Cuando voy por menos de la mitad del camino, comienzo a pensar «¿Por qué jodidos es que estoy corriendo? Ya estoy cansada.» Y sigo. Cuando voy por la mitad, digo: «Ya, ya llegué a la mitad. Ya podría parar.» Y sigo. Paso por el punto que yo creo que son las dos terceras partes y otra vez: «Estoy harta de esto. No entiendo qué hago aquí. Quiero terminar.» Y llego corriendo hasta el final del recorrido.

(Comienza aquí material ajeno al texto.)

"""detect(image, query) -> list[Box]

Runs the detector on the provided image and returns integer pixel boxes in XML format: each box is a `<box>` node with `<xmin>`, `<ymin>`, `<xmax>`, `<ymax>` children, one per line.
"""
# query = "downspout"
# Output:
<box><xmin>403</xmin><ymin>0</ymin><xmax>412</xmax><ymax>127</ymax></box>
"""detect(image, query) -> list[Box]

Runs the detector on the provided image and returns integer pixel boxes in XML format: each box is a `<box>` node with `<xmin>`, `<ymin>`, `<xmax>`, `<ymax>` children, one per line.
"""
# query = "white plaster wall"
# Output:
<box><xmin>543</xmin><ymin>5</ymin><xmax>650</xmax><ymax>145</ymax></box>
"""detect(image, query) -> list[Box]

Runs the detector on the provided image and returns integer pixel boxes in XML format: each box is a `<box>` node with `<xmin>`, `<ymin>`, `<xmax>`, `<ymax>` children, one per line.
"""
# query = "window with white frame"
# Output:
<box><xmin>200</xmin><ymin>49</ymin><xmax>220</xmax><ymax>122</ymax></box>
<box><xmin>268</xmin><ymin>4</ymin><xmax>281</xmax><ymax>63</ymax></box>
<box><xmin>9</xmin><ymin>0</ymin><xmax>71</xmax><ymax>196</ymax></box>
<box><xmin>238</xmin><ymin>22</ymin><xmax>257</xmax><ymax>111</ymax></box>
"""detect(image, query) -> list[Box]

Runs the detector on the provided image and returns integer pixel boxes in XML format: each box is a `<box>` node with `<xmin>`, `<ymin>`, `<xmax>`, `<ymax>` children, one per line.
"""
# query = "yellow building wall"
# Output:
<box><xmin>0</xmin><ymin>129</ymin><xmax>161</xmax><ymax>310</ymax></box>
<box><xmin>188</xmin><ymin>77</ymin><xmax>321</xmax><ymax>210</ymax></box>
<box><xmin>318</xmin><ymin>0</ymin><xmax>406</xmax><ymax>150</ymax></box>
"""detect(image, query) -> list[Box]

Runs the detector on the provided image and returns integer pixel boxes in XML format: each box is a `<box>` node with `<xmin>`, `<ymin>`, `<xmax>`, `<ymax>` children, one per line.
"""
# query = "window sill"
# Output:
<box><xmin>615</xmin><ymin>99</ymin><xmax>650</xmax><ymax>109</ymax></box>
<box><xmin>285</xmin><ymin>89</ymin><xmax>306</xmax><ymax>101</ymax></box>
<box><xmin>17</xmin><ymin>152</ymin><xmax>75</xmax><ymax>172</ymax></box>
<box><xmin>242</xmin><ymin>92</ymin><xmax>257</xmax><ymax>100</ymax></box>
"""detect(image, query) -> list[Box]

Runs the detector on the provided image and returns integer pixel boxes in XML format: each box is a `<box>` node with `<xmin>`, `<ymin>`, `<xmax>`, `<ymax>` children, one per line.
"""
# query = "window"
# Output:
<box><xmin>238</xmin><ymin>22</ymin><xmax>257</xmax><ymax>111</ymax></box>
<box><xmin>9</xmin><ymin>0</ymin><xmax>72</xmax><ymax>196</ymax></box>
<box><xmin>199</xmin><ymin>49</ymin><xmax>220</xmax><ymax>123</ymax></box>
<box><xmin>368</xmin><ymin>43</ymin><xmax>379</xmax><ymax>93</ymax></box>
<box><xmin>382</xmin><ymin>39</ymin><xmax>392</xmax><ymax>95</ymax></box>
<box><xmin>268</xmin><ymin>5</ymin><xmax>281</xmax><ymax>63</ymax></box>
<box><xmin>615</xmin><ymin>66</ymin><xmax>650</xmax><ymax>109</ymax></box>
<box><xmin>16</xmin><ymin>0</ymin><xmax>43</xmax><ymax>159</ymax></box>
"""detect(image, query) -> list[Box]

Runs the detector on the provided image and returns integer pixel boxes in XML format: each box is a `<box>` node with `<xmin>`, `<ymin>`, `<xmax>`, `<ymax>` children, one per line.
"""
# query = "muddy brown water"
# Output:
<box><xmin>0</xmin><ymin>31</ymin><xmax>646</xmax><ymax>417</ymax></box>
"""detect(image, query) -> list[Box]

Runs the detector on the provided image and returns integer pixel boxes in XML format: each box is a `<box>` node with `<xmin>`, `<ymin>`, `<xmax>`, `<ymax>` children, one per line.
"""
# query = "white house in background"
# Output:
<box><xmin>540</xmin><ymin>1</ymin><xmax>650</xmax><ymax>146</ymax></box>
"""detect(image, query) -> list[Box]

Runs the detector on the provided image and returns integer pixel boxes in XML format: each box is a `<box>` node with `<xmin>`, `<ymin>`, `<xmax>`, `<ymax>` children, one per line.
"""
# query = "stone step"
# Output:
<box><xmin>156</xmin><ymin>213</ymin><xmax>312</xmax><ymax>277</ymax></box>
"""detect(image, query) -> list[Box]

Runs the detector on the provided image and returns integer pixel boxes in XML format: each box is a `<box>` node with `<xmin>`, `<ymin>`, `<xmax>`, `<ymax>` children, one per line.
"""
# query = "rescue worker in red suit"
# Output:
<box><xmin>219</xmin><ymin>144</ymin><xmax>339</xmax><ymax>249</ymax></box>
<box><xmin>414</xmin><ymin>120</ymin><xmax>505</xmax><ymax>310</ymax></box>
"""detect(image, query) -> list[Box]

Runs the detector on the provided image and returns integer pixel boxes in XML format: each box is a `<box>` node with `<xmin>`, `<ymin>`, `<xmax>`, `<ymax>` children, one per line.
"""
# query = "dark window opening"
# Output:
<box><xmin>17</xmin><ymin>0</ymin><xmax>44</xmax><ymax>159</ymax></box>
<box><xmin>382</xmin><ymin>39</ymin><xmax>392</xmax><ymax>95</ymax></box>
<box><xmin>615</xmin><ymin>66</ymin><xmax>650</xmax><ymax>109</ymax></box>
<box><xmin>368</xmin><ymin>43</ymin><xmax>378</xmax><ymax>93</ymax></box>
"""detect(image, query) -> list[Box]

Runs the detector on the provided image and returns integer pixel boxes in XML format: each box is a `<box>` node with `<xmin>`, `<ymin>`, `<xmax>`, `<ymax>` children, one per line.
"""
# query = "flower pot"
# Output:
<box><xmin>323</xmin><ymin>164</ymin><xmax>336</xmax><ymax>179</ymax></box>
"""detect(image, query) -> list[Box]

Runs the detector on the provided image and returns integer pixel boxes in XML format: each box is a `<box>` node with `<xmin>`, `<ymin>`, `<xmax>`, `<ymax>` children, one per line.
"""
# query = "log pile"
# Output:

Eso lo hago sola. Hoy corrí acompañada y fui a mejor paso porque mi amiga corre de verdad. Morí. Me faltaba la respiración, se me agradaron las piernas, iba llorando por dentro, pero seguí. Hasta que ya no pude más y pedí caminar un poco. Y está bien. No estaba a mi mismo paso de tortuga, me estaba forzando y me cansé. Pero no paré. Caminamos un pedacito y terminamos corriendo.
Quisiera poder hacer eso a veces con mi vida. Pedir una pausa, caminar un poco, agarrar un enésimo aire. Y seguir. Porque hay que terminar el recorrido y llegar bien y forzarse. El cuerpo y la vida no están hechos para desfallecer. Igual todos vamos a llegar a la misma meta, sólo que sí hace una enorme diferencia cómo.